Now, I write notes all the time in the margins of the books that I read for seminary AND for enjoyment — including novels. Steinbeck’s Grapes of Wrath is perhaps the most marked up book I own. But those notes are primarily intended for me. Even if they were intended for others, I’d have to pass the book around to one person at a time. And if I want to know what someone else thinks about that particular book, the best I can hope for is an essay or a book review — not a play-by-play commentary on every page. Granted, my Bible does this, but sometimes I get frustrated that the footnotes (aka commentary) seem to represent one perspective, usually scholarly, and almost always Christian.
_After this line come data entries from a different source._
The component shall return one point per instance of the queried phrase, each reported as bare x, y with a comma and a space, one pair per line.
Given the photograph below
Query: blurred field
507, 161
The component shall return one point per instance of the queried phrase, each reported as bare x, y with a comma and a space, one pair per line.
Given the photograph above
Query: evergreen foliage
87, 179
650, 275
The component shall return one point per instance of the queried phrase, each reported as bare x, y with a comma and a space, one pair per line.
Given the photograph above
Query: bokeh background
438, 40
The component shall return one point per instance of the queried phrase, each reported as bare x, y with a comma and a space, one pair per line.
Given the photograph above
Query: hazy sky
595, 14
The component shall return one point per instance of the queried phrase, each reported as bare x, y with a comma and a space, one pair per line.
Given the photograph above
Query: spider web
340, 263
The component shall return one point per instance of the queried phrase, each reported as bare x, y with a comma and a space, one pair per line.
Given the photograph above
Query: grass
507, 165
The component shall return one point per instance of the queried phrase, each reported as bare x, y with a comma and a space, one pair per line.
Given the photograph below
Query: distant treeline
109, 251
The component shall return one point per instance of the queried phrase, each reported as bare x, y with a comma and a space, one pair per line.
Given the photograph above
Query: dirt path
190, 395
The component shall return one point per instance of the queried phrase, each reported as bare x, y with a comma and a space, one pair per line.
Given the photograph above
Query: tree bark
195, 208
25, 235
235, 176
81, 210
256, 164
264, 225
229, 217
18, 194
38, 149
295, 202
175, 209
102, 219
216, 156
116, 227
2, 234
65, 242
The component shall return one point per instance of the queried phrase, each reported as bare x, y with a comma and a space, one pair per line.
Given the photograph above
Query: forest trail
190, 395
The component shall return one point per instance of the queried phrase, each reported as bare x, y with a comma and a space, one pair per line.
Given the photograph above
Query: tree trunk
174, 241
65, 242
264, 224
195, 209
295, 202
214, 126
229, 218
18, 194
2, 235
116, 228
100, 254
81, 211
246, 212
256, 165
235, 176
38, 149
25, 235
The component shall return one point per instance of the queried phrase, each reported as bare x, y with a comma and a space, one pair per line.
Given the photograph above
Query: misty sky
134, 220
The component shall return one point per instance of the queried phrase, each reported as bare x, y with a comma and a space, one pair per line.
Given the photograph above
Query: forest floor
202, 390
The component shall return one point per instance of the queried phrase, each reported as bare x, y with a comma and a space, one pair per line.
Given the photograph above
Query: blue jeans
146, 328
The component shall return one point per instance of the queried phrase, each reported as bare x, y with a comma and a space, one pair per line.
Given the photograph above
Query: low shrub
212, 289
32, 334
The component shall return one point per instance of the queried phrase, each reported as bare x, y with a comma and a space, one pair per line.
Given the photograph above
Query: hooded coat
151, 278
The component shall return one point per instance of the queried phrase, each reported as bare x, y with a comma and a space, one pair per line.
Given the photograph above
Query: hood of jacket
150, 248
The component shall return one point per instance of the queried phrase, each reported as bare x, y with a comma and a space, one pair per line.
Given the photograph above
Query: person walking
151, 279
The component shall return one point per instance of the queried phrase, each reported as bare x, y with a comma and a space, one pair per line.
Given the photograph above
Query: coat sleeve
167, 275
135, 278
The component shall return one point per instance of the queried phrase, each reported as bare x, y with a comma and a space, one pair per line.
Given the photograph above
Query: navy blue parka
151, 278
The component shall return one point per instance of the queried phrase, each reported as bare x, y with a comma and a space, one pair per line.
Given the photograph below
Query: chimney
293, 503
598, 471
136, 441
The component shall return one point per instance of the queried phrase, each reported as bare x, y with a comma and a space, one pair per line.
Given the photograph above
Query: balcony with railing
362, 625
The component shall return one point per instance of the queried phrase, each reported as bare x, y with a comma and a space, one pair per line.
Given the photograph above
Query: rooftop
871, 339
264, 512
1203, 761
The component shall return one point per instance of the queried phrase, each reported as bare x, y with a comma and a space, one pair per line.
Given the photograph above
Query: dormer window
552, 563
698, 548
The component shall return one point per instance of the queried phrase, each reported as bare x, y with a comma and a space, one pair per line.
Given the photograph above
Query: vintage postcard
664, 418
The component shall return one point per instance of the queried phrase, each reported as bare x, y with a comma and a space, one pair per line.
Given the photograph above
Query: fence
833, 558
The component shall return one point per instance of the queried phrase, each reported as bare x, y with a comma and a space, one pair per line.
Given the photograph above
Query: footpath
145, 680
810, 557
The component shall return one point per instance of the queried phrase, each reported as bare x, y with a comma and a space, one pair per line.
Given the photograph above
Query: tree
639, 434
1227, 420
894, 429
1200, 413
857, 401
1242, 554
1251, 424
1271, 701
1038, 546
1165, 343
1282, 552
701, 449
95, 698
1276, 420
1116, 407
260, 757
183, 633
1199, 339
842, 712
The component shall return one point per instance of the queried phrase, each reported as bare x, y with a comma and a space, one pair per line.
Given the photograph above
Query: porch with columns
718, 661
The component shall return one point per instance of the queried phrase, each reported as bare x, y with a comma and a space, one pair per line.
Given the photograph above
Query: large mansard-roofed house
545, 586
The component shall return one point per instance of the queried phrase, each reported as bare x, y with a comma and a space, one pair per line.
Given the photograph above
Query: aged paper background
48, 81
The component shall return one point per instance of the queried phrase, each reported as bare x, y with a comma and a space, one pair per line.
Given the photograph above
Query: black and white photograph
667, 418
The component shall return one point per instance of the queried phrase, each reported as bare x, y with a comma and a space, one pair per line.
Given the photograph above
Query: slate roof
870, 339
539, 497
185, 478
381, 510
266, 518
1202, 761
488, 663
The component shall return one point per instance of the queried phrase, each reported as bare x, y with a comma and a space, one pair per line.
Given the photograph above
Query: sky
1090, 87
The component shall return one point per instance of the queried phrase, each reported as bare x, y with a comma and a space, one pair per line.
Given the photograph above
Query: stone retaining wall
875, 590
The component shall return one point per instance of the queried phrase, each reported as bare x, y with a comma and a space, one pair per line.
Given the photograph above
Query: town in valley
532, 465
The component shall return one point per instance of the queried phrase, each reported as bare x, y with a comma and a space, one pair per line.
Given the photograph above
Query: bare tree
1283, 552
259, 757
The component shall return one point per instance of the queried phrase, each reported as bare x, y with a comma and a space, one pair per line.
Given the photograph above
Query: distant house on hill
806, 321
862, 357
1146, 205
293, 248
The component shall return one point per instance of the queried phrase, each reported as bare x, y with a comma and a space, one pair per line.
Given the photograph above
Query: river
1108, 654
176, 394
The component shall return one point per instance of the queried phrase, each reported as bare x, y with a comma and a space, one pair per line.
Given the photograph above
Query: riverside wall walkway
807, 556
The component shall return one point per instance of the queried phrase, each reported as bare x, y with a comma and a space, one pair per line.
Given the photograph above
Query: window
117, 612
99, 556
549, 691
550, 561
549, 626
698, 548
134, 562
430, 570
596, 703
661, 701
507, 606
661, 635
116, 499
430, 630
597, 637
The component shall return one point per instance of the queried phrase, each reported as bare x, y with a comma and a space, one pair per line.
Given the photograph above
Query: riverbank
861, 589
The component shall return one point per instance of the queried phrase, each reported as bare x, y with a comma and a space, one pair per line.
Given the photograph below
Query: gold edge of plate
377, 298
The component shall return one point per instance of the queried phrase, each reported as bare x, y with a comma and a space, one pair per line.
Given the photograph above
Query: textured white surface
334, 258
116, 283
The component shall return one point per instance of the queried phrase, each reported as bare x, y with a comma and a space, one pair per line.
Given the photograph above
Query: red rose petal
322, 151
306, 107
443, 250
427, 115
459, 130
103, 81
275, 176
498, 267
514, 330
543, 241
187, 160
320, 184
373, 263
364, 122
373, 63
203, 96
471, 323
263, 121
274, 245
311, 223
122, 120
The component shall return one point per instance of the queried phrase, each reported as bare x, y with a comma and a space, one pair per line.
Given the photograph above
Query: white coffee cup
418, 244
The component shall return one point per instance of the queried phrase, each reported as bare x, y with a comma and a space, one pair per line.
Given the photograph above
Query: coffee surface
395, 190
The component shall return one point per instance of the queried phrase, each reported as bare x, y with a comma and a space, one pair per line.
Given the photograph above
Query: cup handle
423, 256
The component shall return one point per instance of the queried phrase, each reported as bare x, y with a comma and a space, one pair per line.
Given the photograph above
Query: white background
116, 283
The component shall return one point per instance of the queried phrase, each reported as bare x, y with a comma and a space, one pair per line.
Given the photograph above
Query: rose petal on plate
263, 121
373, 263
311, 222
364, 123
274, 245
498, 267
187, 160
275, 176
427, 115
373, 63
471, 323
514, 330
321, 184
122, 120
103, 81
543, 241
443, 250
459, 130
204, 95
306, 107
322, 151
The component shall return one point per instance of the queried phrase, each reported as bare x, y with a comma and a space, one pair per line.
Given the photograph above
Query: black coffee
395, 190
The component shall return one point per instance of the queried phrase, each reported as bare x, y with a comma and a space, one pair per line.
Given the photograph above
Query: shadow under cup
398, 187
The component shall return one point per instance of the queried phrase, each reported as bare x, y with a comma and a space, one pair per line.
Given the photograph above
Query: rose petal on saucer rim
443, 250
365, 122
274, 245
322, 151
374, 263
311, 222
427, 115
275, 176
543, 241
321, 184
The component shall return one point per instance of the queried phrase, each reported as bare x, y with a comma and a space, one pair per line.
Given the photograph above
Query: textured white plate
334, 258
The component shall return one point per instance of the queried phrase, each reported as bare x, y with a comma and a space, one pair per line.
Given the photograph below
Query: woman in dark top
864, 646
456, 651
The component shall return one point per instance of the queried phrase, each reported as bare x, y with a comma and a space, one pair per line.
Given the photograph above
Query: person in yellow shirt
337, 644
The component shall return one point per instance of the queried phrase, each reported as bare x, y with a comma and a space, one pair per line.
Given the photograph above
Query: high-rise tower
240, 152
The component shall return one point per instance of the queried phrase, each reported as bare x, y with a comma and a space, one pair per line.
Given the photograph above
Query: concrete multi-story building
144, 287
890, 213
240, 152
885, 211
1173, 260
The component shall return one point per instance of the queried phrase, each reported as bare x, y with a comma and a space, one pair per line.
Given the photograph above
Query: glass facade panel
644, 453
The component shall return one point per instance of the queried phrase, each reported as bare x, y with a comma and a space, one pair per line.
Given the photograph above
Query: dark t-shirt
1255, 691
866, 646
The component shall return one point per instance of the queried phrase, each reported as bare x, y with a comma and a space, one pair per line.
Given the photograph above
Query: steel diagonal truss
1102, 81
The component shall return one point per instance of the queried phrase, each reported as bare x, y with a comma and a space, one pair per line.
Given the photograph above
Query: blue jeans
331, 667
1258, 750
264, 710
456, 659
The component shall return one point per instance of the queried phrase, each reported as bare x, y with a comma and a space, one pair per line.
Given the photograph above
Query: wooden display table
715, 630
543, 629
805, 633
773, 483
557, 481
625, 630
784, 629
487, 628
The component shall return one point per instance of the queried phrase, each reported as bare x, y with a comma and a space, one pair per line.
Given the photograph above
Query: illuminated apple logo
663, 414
I think that in many ways, the enriching, broadening, yet detail-oriented aspects of the practice of Scholia have been undervalued in the modern age.
Enter Twitter. If you don’t already know about twitter, watch this. If you’re already on Twitter – follow me! While twitter was intended as a way for people to answer the basic question “what are you doing” it has (in my opinion) evolved considerably. The first time I realized this was during last summer’s Presbyterian General Assembly. I couldn’t be there in person, but I watched the live video feed of the event, excited about Bruce Reyes-Chow standing for moderator of the PCUSA. I was also logged into twitter, as were most of my Presbyterian twitter-friends — some who were at the event, and others like me from afar. Not only were we witnessing denominational history, we were commenting on it. Not long, blog posts on the big picture, but little comments in response to certain specific sections of speeches and events. What’s more, we were sharing those comments with one another, and even commenting on comments. We were writing in the margins of an historical event!
Later, we all did the same with the U.S. Presidential debates, and just recently, with the inauguration. And of course, it wasn’t just Presbyterians commenting in the margins of Barack Obama’s historic inauguration — it was millions of twitterers across the world — kings, scholars, and peasants alike. Assuming that these “tweets” are somehow preserved in the ether (which I think is about as likely as the preservation of velum and papyrus over centuries) consider what an immense wealth of historical information and perspective they provide. Among the marginal comments can be found explanation, reaction, criticism, defense, and elaboration of just about every line of text, as well as comments pertaining to the visual, audio, and other perceptible aspects of the event — from those who witnessed it in person, to those who witnessed it a world away.
Today in my Systematic Theology class, my professor said something interesting, and I immediately pulled out my cell phone to twitter about it. I remembered Dr. Rorem’s question about being distracted from what would be said next. But I also saw several of my classmates taking notes on the lecture, and wondered if their note-taking distracted them from what would be said next. Perhaps. But unlike their paper notes (or even laptop-word processor notes) that will most likely be shelved after the final exam, or serve to benefit at most one person — I am filled with the hope that like the scholia of old, my comments in the margins of today’s lecture/novel/text/event will be shared in both community and in perpetuity. That seems worth a slight distraction.